Right now, as you can see, I am joining these values in XML using string-join with a semi-colon separator and then split these values afterwards again in SQL using regexp and hierarchy query 'connect by'.

When I am trying to call a min() function in XML directly, see my last (commented) column "mutationdate_xml_min", I get the following error:

ORA-19112: error raised during evaluation: 
XVM-01123: [FORG0001] Invalid value for cast/constructor
19112. 00000 -  "error raised during evaluation: %s"
*Cause:    The error function was called during evaluation of the XQuery expression.
*Action:   Check the detailed error message for the possible causes.

Someone who can help me with the XML/XPath syntax of that?

Thanks!


Solution

  • By default, fn:min() will try to convert data to double, which obviously wont' work for your date/timestamp strings. From the spec:

    • Values of type xs:untypedAtomic in $arg are cast to xs:double.

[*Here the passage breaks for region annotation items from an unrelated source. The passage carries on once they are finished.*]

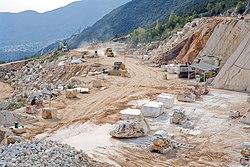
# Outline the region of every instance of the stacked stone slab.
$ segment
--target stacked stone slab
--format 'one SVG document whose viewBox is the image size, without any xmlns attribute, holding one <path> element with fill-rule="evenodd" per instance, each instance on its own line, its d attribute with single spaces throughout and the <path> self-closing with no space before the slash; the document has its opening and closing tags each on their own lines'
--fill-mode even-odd
<svg viewBox="0 0 250 167">
<path fill-rule="evenodd" d="M 116 138 L 133 138 L 145 136 L 148 132 L 147 123 L 139 109 L 126 109 L 121 112 L 121 121 L 118 121 L 110 135 Z"/>
<path fill-rule="evenodd" d="M 150 101 L 142 106 L 141 111 L 144 117 L 156 118 L 163 113 L 163 103 Z"/>
<path fill-rule="evenodd" d="M 205 82 L 188 82 L 188 87 L 190 91 L 195 94 L 196 98 L 199 98 L 201 95 L 208 94 L 209 92 L 207 83 Z"/>
<path fill-rule="evenodd" d="M 243 116 L 241 122 L 250 125 L 250 110 Z"/>
<path fill-rule="evenodd" d="M 177 100 L 182 102 L 194 102 L 195 101 L 195 94 L 192 92 L 182 92 L 177 95 Z"/>
<path fill-rule="evenodd" d="M 66 98 L 76 98 L 77 90 L 76 89 L 67 89 L 65 91 Z"/>
<path fill-rule="evenodd" d="M 183 107 L 177 106 L 174 107 L 174 114 L 173 116 L 170 118 L 170 123 L 174 123 L 174 124 L 184 124 L 187 120 L 187 117 L 185 115 L 185 110 Z"/>
<path fill-rule="evenodd" d="M 157 96 L 157 101 L 162 102 L 165 108 L 172 108 L 174 106 L 174 96 L 171 94 L 162 93 Z"/>
</svg>

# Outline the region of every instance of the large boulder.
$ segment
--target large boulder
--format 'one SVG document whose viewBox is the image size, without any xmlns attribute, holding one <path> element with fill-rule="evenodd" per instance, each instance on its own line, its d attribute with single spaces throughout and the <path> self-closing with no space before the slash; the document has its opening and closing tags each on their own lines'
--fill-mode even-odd
<svg viewBox="0 0 250 167">
<path fill-rule="evenodd" d="M 172 108 L 174 106 L 174 96 L 171 94 L 162 93 L 157 96 L 157 101 L 162 102 L 165 108 Z"/>
<path fill-rule="evenodd" d="M 147 123 L 139 109 L 125 109 L 121 112 L 121 121 L 118 121 L 110 135 L 116 138 L 132 138 L 145 136 L 149 130 Z"/>
<path fill-rule="evenodd" d="M 142 106 L 141 111 L 144 117 L 156 118 L 163 113 L 163 103 L 150 101 Z"/>
<path fill-rule="evenodd" d="M 109 133 L 112 137 L 133 138 L 145 136 L 148 132 L 145 121 L 121 120 L 118 121 Z"/>
</svg>

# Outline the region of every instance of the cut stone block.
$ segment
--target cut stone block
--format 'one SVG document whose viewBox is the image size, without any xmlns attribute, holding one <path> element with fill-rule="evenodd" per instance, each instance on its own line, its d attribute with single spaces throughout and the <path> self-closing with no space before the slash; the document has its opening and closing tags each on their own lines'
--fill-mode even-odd
<svg viewBox="0 0 250 167">
<path fill-rule="evenodd" d="M 240 112 L 239 111 L 230 111 L 229 117 L 230 118 L 239 118 L 240 117 Z"/>
<path fill-rule="evenodd" d="M 57 118 L 57 109 L 56 108 L 43 108 L 42 118 L 43 119 Z"/>
<path fill-rule="evenodd" d="M 144 117 L 158 117 L 163 113 L 163 103 L 150 101 L 142 106 L 142 114 Z"/>
<path fill-rule="evenodd" d="M 125 110 L 121 110 L 121 119 L 122 120 L 130 120 L 130 119 L 134 119 L 134 120 L 143 120 L 143 115 L 141 113 L 141 110 L 139 109 L 125 109 Z"/>
<path fill-rule="evenodd" d="M 161 65 L 161 71 L 162 72 L 167 72 L 167 66 L 168 65 Z"/>
<path fill-rule="evenodd" d="M 173 108 L 174 114 L 173 116 L 170 118 L 170 123 L 174 123 L 174 124 L 184 124 L 187 120 L 187 117 L 185 115 L 186 111 L 184 110 L 183 107 L 181 106 L 177 106 Z"/>
<path fill-rule="evenodd" d="M 208 94 L 209 92 L 206 82 L 188 82 L 187 85 L 189 88 L 191 88 L 190 90 L 192 93 L 196 95 L 196 98 L 199 98 L 201 95 Z"/>
<path fill-rule="evenodd" d="M 22 134 L 26 132 L 26 128 L 24 126 L 19 126 L 18 128 L 15 128 L 15 126 L 12 126 L 10 129 L 15 134 Z"/>
<path fill-rule="evenodd" d="M 127 70 L 121 70 L 121 77 L 128 77 L 128 71 Z"/>
<path fill-rule="evenodd" d="M 243 116 L 241 122 L 250 125 L 250 110 Z"/>
<path fill-rule="evenodd" d="M 89 93 L 89 88 L 75 88 L 78 93 Z"/>
<path fill-rule="evenodd" d="M 157 101 L 162 102 L 165 108 L 172 108 L 174 106 L 174 96 L 171 94 L 162 93 L 157 96 Z"/>
<path fill-rule="evenodd" d="M 113 76 L 120 76 L 120 70 L 109 70 L 108 75 L 113 75 Z"/>
<path fill-rule="evenodd" d="M 66 98 L 76 98 L 77 97 L 77 91 L 76 89 L 67 89 L 65 91 Z"/>
<path fill-rule="evenodd" d="M 177 95 L 177 100 L 178 101 L 183 101 L 183 102 L 194 102 L 195 101 L 195 95 L 191 92 L 187 93 L 180 93 Z"/>
<path fill-rule="evenodd" d="M 146 122 L 136 120 L 122 120 L 117 122 L 109 133 L 112 137 L 133 138 L 145 136 L 148 132 Z"/>
<path fill-rule="evenodd" d="M 102 81 L 101 80 L 94 80 L 93 81 L 93 87 L 95 87 L 95 88 L 102 87 Z"/>
</svg>

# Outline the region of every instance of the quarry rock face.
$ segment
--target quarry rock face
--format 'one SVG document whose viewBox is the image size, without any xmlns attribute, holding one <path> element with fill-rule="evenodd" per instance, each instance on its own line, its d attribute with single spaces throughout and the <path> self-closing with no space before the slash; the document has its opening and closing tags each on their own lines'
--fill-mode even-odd
<svg viewBox="0 0 250 167">
<path fill-rule="evenodd" d="M 208 20 L 204 26 L 199 28 L 199 30 L 188 39 L 176 59 L 181 63 L 193 62 L 199 52 L 205 47 L 214 28 L 220 21 L 219 19 Z"/>
<path fill-rule="evenodd" d="M 221 57 L 220 67 L 236 51 L 240 43 L 250 31 L 250 23 L 246 20 L 224 19 L 213 31 L 206 46 L 200 52 L 203 55 Z"/>
<path fill-rule="evenodd" d="M 250 27 L 250 23 L 249 27 Z M 250 28 L 249 28 L 250 29 Z M 216 88 L 249 91 L 250 88 L 250 32 L 245 35 L 213 81 Z"/>
</svg>

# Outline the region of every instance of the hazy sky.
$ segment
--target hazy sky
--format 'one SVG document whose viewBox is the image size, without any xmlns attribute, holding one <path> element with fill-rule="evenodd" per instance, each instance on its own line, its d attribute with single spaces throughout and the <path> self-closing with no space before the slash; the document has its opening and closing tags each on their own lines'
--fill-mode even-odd
<svg viewBox="0 0 250 167">
<path fill-rule="evenodd" d="M 78 0 L 0 0 L 0 12 L 35 10 L 43 13 Z"/>
</svg>

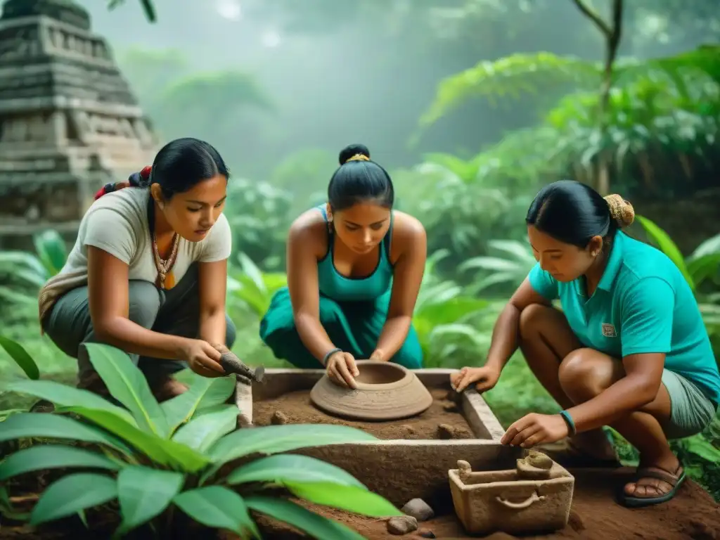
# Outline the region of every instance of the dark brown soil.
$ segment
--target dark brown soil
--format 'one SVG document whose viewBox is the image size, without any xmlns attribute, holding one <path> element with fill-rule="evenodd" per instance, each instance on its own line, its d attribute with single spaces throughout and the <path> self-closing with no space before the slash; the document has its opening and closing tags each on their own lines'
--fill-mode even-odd
<svg viewBox="0 0 720 540">
<path fill-rule="evenodd" d="M 719 540 L 720 505 L 697 484 L 687 481 L 672 500 L 646 508 L 631 510 L 613 498 L 616 489 L 627 481 L 631 471 L 613 472 L 573 471 L 575 491 L 570 521 L 554 534 L 524 536 L 526 540 Z M 365 518 L 323 507 L 307 505 L 327 518 L 347 525 L 369 540 L 376 539 L 420 539 L 418 532 L 404 536 L 390 534 L 383 520 Z M 297 540 L 308 536 L 261 518 L 265 538 Z M 436 538 L 470 539 L 454 515 L 441 516 L 421 523 L 420 528 L 432 531 Z M 226 536 L 225 540 L 235 540 Z M 477 538 L 475 536 L 474 538 Z M 485 536 L 487 540 L 512 540 L 503 533 Z"/>
<path fill-rule="evenodd" d="M 339 424 L 359 428 L 378 438 L 474 438 L 469 425 L 447 390 L 431 390 L 433 404 L 422 414 L 405 420 L 358 422 L 330 416 L 310 402 L 310 390 L 284 394 L 253 404 L 253 423 Z"/>
<path fill-rule="evenodd" d="M 615 472 L 573 470 L 575 490 L 570 522 L 562 531 L 551 534 L 525 536 L 527 540 L 720 540 L 720 505 L 695 482 L 688 480 L 675 498 L 665 504 L 647 508 L 629 509 L 614 500 L 618 487 L 630 478 L 631 471 L 620 469 Z M 28 501 L 30 502 L 30 501 Z M 359 516 L 346 512 L 305 505 L 313 511 L 340 521 L 355 529 L 369 540 L 393 539 L 387 532 L 384 520 Z M 89 513 L 92 529 L 84 528 L 76 518 L 65 519 L 48 524 L 33 531 L 28 527 L 13 526 L 4 520 L 0 528 L 0 540 L 89 540 L 109 538 L 117 526 L 117 514 L 106 508 Z M 263 516 L 258 524 L 263 537 L 280 540 L 308 539 L 287 526 L 274 523 Z M 445 514 L 420 524 L 422 529 L 432 531 L 436 538 L 471 539 L 451 514 Z M 146 531 L 136 531 L 128 539 L 144 540 L 152 536 Z M 179 536 L 179 538 L 181 537 Z M 192 538 L 215 538 L 212 531 L 203 529 L 193 532 Z M 237 536 L 221 534 L 222 540 L 237 540 Z M 403 536 L 422 538 L 417 532 Z M 496 533 L 486 539 L 513 540 L 515 536 Z"/>
</svg>

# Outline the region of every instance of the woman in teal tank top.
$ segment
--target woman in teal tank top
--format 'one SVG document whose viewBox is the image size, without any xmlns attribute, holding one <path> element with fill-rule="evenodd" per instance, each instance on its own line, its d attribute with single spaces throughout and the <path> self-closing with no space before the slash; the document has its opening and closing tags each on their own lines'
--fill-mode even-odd
<svg viewBox="0 0 720 540">
<path fill-rule="evenodd" d="M 273 297 L 260 336 L 277 358 L 325 366 L 354 387 L 356 359 L 422 367 L 411 321 L 427 240 L 418 220 L 392 210 L 392 181 L 366 147 L 347 147 L 340 163 L 327 204 L 290 227 L 288 286 Z"/>
</svg>

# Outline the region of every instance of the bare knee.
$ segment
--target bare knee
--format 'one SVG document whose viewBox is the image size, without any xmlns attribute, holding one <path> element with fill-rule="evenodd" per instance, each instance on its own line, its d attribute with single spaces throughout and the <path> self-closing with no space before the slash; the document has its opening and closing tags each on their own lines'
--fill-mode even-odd
<svg viewBox="0 0 720 540">
<path fill-rule="evenodd" d="M 531 304 L 520 312 L 520 338 L 527 340 L 538 335 L 543 322 L 553 308 L 542 304 Z"/>
<path fill-rule="evenodd" d="M 560 364 L 557 377 L 565 395 L 575 403 L 591 400 L 613 384 L 616 361 L 595 349 L 577 348 Z"/>
</svg>

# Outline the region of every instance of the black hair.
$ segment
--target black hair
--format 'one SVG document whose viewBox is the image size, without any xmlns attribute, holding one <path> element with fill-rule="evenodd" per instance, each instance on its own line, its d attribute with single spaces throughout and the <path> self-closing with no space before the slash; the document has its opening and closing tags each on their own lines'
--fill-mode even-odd
<svg viewBox="0 0 720 540">
<path fill-rule="evenodd" d="M 395 199 L 392 180 L 384 168 L 370 159 L 367 147 L 346 146 L 340 152 L 338 161 L 340 166 L 328 185 L 328 202 L 333 211 L 368 201 L 392 207 Z"/>
<path fill-rule="evenodd" d="M 169 199 L 218 174 L 230 179 L 220 153 L 209 143 L 185 138 L 171 140 L 160 149 L 146 185 L 160 184 L 163 197 Z"/>
<path fill-rule="evenodd" d="M 595 236 L 611 239 L 634 217 L 632 206 L 618 196 L 603 197 L 587 184 L 560 180 L 539 191 L 525 221 L 555 240 L 585 248 Z"/>
</svg>

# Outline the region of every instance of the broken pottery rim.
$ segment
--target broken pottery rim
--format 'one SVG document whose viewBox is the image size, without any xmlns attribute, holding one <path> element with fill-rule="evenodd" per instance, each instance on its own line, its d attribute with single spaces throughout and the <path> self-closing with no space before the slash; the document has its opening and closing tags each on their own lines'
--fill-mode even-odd
<svg viewBox="0 0 720 540">
<path fill-rule="evenodd" d="M 358 366 L 358 369 L 362 366 L 379 366 L 382 365 L 384 366 L 394 369 L 402 373 L 402 378 L 393 381 L 392 382 L 382 382 L 378 383 L 377 384 L 373 384 L 369 382 L 358 382 L 356 381 L 355 384 L 357 384 L 357 388 L 350 388 L 351 391 L 356 390 L 392 390 L 395 388 L 400 388 L 405 384 L 408 384 L 412 381 L 412 378 L 416 377 L 416 375 L 413 373 L 410 369 L 406 368 L 405 366 L 401 366 L 399 364 L 392 364 L 390 361 L 380 361 L 378 360 L 356 360 L 355 365 Z"/>
</svg>

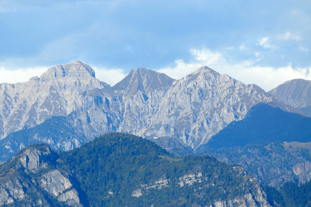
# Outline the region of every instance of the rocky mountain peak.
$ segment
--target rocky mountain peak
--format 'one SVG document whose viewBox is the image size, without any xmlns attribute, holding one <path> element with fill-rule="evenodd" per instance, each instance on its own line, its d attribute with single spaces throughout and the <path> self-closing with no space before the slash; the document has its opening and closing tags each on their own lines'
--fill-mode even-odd
<svg viewBox="0 0 311 207">
<path fill-rule="evenodd" d="M 95 78 L 95 73 L 94 70 L 87 65 L 77 61 L 70 64 L 58 65 L 50 68 L 41 75 L 40 79 L 45 80 L 64 77 Z"/>
<path fill-rule="evenodd" d="M 55 162 L 57 155 L 49 145 L 35 144 L 24 148 L 13 158 L 18 160 L 16 169 L 26 173 L 36 173 L 41 168 L 48 167 L 47 163 Z"/>
<path fill-rule="evenodd" d="M 311 81 L 301 79 L 291 80 L 268 92 L 311 116 Z"/>
<path fill-rule="evenodd" d="M 144 93 L 152 90 L 170 87 L 175 80 L 164 73 L 146 68 L 132 70 L 125 78 L 112 87 L 115 91 L 129 95 L 138 91 Z"/>
</svg>

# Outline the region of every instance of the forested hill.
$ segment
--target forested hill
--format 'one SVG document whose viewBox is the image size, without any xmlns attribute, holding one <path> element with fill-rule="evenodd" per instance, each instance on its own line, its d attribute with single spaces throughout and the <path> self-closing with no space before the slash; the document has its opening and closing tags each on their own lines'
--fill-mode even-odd
<svg viewBox="0 0 311 207">
<path fill-rule="evenodd" d="M 148 140 L 121 133 L 48 160 L 55 155 L 49 147 L 31 146 L 1 167 L 0 192 L 7 193 L 0 206 L 270 206 L 242 167 L 208 156 L 167 153 Z"/>
</svg>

    You can explicitly cast each value to date before applying the function:

    , mutationdate_xml_min      varchar2(256)  path 'min(mutation/xs:date(mutationDate))'
    
    MUTATIONDATE_XML_MIN MUTATIONDATE_SQL_MIN
    2025-01-01+00:00 2025-01-01

    That might be OK if you only want the data part, but it loses the time, which is probably useful. Or for your original timestamp values:

    , mutationdate_xml_min      varchar2(256)  path 'min(mutation/xs:dateTime(mutationDate))'
    
    MUTATIONDATE_XML_MIN MUTATIONDATE_SQL_MIN
    2025-01-01T12:14:16.000000+00:00 2025-01-01T12:14:16

    which looks more useful.

    For the timestamp version you can extract the value as a timestamp with timezone rather than as a string, if you want:

    , mutationdate_xml_min      timestamp with time zone  path 'min(mutation/xs:dateTime(mutationDate))'
    

    It isn't a plain timestamp because the canonical dateTime representation includes the time zone, which will default to +00:00 as one has been specified - but you can cast that back to a plain timestamp to remove that.

    You could remove that in the XPath too, which would let you extract it as a plain timestamp:

    , mutationdate_xml_min      timestamp  path 'substring-before(xs:string(min(mutation/xs:dateTime(mutationDate))), "+00:00")'
    

    fiddle

    As Oracle doesn't have a time zone-aware date, you would need to strip the +00:00 for that version, which you could do in the XPath again, and then extract it as a date. But you still lose the time part.